The key to this history is that smart people are once again committing their lives, professions and capital to a future for lower Manhattan. They are showing their optimism.

Pessimism is Leading to Fear

The recent declines in many stock markets around the world have gone beyond discounting a normal cyclical recession. One of the many lessons that I learned from John Neff, who was the great portfolio manager of the Windsor Fund, (now known as the Vanguard Windsor Fund), was to focus on the earnings power of a company under normal business conditions and not what was thought about the current level of earnings. Thus for him, it was the comparison of earnings power to current price to determine the attractiveness of a stock. Using this kind of analysis, he was brilliantly correct in his purchase of what is now Citigroup. He made multiples on his original investment.
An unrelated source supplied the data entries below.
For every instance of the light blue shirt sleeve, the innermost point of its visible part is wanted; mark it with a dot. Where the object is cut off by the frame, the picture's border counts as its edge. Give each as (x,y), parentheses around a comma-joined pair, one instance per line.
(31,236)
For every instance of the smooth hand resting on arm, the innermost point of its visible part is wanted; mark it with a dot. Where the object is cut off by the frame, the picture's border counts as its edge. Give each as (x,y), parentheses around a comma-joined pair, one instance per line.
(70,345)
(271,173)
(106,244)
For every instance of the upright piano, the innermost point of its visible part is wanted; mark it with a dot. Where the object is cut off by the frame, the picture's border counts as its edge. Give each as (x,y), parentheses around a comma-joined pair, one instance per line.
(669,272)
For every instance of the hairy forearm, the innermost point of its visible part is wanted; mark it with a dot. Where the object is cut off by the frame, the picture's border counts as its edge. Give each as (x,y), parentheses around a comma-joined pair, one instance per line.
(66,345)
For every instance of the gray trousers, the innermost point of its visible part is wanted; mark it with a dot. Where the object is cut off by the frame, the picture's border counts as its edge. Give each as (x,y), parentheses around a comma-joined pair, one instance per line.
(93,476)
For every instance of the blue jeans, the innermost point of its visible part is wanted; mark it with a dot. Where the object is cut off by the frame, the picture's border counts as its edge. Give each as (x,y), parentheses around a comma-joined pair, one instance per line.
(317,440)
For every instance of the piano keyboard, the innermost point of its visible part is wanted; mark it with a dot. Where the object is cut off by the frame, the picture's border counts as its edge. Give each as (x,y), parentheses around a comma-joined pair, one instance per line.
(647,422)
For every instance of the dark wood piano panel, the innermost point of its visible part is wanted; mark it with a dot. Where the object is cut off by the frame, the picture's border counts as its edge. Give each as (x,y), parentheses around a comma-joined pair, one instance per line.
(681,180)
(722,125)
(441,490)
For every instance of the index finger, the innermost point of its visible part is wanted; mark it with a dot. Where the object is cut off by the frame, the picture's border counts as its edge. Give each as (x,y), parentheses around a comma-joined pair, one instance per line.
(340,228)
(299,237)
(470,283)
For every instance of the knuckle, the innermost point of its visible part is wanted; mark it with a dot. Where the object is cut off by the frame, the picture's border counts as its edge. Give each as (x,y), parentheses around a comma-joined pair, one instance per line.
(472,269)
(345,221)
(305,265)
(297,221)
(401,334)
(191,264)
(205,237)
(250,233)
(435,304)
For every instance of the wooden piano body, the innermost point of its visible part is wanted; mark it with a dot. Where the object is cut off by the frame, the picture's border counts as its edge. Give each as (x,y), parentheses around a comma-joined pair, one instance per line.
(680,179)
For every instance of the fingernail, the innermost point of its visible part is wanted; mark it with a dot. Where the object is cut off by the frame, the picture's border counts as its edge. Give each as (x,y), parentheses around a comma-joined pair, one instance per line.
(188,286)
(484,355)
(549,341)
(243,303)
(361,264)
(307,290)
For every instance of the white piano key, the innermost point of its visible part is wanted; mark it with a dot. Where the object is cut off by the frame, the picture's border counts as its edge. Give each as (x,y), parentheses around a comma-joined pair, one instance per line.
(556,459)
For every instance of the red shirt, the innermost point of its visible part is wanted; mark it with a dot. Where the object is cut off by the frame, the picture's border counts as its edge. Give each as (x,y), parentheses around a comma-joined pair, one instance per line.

Many sophisticated portfolio managers believe that the current earnings projections represent cyclically peak earnings, as margins are at record levels and sales expansion is slowing down. I would submit that this recognition is already in the prices of the shares that they own. If my assertion is reasonably correct, when reported earnings turn down there is not a good reason to further discount current prices. I believe that the general price levels of many stocks presume a decline on the order of 25%, and thus many stocks are selling at perhaps 15X their earnings power and therefore there is no pressing need to mark stocks down further.

However, that is not what is happening currently. We are talking ourselves into a recession by curtailing our expenses where we can, and not taking advantage of the huge talent bank that is available for us to hire. We are afraid of potentially massive disruptions to our global financial structure. Many are focused on the belief that the German government is getting prepared to bailout its own banks on the presumed default of the Greek government. If the Germans are slow to approve increased purchases of Italian debt by the European Central Bank (ECB), Italian interest rates will rise beyond the ability of the country to just pay interest, let alone service its debt. Spain’s problems have to do with weak internal banking structure and too much available real estate underlying its debt. The change in government in Japan is not generating enthusiasm. Both Australia and Canada are showing some signs of strain, etc., etc. The renowned thinker and investment manager Howard Marks of Oaktree Capital points out that markets can handle a single crisis reasonably well, but when there are concurrent problems, the markets go into a chaotic phase. I am hopeful that since the root cause of the structural imbalances is the same lack of political will that I discussed in my Blog post of August 28, 2011 entitled Storms on Both Sides of the Atlantic; that we are dealing with a single problem that plays on many stages, and thus the period of adjustment will be short.

The Lesson from 9/11/2011

Over the last ten years we were alert for a third attack, (I am including the first assault on the WTC in 1993, which I just missed by 15 minutes). At considerable expense and bother, we foiled known and unknown attempts. Up to this point, we have survived and are rebuilding. Perhaps the ten years of a flat nominal stock market in the US is coming to a close. As of today, we have suffered but survived in lower Manhattan. The substantial structural imbalances caused by people in many countries, demanding from pliant politicians more than we are willing to pay for through fees, prices, and taxes, will be addressed painfully and hopefully soon. Nevertheless, I take my hope from the “Empty Sky” memorial, and believe prudent, long term equity investment will see no fixed limits to our eventual returns. Hopefully the waiting period is getting shorter.